A carroceria feita pela Zagato para o conceito também era curiosa. Com entre-eixos longo (a fim de acomodar duas fileiras de bancos, fazendo do carro um 2+2) e silhueta baixa, o Cadillac NART tinha arcos de roda bastante profundos, capô longo, em forma de cunha, com faróis parcialmente ocultos na extremidade dianteira, alojados na grade.

O compartimento dianteiro abrigava o estepe, a traseira contava com um porta-malas até que razoável atrás do cofre do motor. Extensões nas colunas traseiras davam a impressão de um teto fastback, e as lanternas vinham do Pontiac GTO. Havia emblemas da NART na dianteira, na traseira e nas laterais, e um friso preto percorria todo o perímetro do carro – um elemento estético que seria usado frequentemente pela própria Ferrari a partir da década de 1970, como a 365 BB e a 308.

O interior aproveitava o volante e o painel do Eldorado, que era adaptado para o habitáculo mais estreito. O resultado era um contraste interessante com o exterior tipicamente italiano.

No geral, o Cadillac NART era um carro interessante, do ponto de vista estético – e perfeitamente passável como Ferrari à primeira vista. Mas jamais poderemos saber se ele faria sucesso ou não.

Depois de aparecer no Salão de Turim de 1971, no estande da Zagato e, no ano seguinte, o Cadillac NART foi exposto pela Chinetti Motors no Salão de Nova York. Nas duas ocasiões o carro foi bem recebido e até foram feitas algumas encomendas, mas elas nunca foram entregues. A General Motors decidiu abandonar o barco para concentrar-se em seus próprios modelos – os japoneses estavam chegando com tudo – e o próprio Luigi Chinetti tinha outras prioridades como representante da Ferrari.

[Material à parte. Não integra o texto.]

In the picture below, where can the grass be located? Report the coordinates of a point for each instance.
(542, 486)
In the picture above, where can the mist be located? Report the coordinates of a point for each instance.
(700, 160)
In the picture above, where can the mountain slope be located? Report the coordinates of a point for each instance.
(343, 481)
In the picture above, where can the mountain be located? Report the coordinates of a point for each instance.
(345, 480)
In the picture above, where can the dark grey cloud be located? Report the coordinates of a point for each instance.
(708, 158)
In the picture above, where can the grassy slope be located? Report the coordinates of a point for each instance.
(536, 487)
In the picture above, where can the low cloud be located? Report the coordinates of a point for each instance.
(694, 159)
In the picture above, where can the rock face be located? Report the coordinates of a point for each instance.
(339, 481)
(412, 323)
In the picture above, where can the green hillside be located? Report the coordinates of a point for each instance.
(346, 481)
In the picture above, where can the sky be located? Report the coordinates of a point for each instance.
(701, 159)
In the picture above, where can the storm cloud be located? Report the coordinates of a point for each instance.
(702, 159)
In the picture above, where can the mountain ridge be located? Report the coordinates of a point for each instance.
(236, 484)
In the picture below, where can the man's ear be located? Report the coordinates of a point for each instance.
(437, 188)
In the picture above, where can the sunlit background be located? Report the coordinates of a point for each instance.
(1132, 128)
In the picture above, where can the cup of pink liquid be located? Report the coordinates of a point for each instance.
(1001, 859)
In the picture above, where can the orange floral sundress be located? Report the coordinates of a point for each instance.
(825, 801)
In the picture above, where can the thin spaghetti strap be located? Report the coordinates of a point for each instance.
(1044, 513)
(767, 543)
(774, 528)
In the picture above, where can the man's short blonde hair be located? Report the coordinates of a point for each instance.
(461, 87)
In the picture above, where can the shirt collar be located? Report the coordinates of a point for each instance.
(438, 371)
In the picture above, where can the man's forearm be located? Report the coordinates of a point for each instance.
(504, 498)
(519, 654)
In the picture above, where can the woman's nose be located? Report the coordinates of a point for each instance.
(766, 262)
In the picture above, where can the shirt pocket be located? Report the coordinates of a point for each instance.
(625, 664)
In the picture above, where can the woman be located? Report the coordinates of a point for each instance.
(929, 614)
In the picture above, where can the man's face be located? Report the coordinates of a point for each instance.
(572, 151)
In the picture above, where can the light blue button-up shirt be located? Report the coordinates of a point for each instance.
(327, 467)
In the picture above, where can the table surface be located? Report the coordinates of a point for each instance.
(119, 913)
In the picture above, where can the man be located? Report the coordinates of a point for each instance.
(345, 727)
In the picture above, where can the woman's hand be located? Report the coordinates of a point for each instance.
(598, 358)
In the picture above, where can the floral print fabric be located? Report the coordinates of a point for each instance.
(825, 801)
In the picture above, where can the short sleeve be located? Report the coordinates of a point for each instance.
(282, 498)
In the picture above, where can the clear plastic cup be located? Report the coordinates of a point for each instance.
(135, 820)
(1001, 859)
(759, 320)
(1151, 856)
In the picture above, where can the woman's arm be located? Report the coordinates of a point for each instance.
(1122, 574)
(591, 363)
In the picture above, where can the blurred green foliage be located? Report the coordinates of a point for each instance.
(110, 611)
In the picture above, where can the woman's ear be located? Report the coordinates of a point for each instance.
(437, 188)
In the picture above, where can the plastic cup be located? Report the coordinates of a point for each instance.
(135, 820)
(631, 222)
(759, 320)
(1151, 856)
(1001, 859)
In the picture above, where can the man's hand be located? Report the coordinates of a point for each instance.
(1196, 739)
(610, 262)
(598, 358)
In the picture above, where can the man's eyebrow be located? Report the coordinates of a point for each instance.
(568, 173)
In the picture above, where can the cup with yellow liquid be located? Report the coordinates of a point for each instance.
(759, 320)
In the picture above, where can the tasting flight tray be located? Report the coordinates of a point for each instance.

O projeto foi cancelado ainda em 1972, e o Cadillac NART permaneceu na família Chinetti até 1987, quando foi comprado por um colecionador norte-americano, que ficou com o carro por mais de vinte anos. Em 2008, o carro apareceu em um anúncio no eBay e, depois disso, foi parar nas mãos de um entusiasta francês, onde deve estar até hoje.